Effect of Data Assimilation Using WRF-3DVAR for Heavy Rain Prediction on the Northeastern Edge of the Tibetan Plateau

2015 
The numerical weather prediction (NWP) is gaining more attention in providing high-resolution rainfall forecasts in the arid and semiarid region. However, the modeling accuracy is negatively affected by errors in the initial conditions. Here we investigate the potential of data assimilation in improving the NWP rainfall forecasts in the northeastern Tibetan Plateau. Three of three-dimensional variational (3DVar) data assimilation experiments were designed on running the advanced research weather research forecast (WRF) model.

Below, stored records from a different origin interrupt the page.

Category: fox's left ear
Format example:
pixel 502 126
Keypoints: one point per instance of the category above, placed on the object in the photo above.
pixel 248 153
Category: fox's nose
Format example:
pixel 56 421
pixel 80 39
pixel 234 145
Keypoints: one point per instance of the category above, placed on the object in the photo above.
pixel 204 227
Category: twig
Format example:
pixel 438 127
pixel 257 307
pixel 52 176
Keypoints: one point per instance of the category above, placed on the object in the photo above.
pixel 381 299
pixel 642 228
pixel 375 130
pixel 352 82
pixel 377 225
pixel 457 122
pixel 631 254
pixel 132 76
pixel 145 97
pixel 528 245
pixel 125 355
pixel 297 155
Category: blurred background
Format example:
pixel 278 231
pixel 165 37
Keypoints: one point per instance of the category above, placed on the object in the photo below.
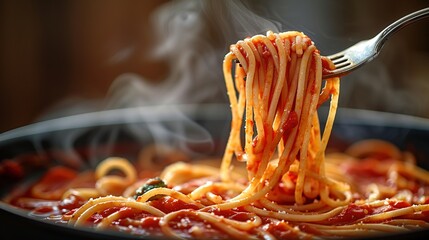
pixel 65 57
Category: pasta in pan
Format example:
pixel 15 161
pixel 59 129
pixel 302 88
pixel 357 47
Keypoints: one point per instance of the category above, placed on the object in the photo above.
pixel 276 180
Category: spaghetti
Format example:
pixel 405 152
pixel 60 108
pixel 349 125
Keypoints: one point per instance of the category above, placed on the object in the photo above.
pixel 275 180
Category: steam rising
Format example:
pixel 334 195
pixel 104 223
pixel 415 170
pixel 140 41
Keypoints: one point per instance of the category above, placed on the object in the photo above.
pixel 191 39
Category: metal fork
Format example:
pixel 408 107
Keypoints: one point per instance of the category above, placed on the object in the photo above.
pixel 366 50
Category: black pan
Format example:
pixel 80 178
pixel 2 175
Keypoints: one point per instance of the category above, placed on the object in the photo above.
pixel 81 141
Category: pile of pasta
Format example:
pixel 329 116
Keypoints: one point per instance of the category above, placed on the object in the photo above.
pixel 275 180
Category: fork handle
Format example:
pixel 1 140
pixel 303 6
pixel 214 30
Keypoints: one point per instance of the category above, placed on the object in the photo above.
pixel 399 24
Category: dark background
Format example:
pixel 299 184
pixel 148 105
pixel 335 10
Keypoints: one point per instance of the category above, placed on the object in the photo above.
pixel 54 50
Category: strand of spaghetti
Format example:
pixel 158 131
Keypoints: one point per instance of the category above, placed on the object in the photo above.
pixel 169 192
pixel 93 202
pixel 249 98
pixel 110 204
pixel 310 104
pixel 314 206
pixel 360 226
pixel 236 118
pixel 258 81
pixel 396 213
pixel 309 217
pixel 244 225
pixel 200 191
pixel 282 50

Two heavy rain events selected with different rainfall distribution in space and time are utilized to examine the improvement for rainfall forecast after data assimilation. For the spatial distribution, the improvement of rainfall accumulation and area is obvious for the both two events. But for the temporal variation, the improvement is more obvious for the event with even rainfall distribution in time, while the effect of data assimilation is not ideal for the rainfall event with uneven distribution in space and time. It is noteworthy that, for both the spatial and temporal distribution of rainfall, satellite radiances have greater effect on rainfall forecasts than surface and upper-air meteorological observations in this high-altitude region. Moreover, the data assimilation experiments provide more detail information to the initial fields.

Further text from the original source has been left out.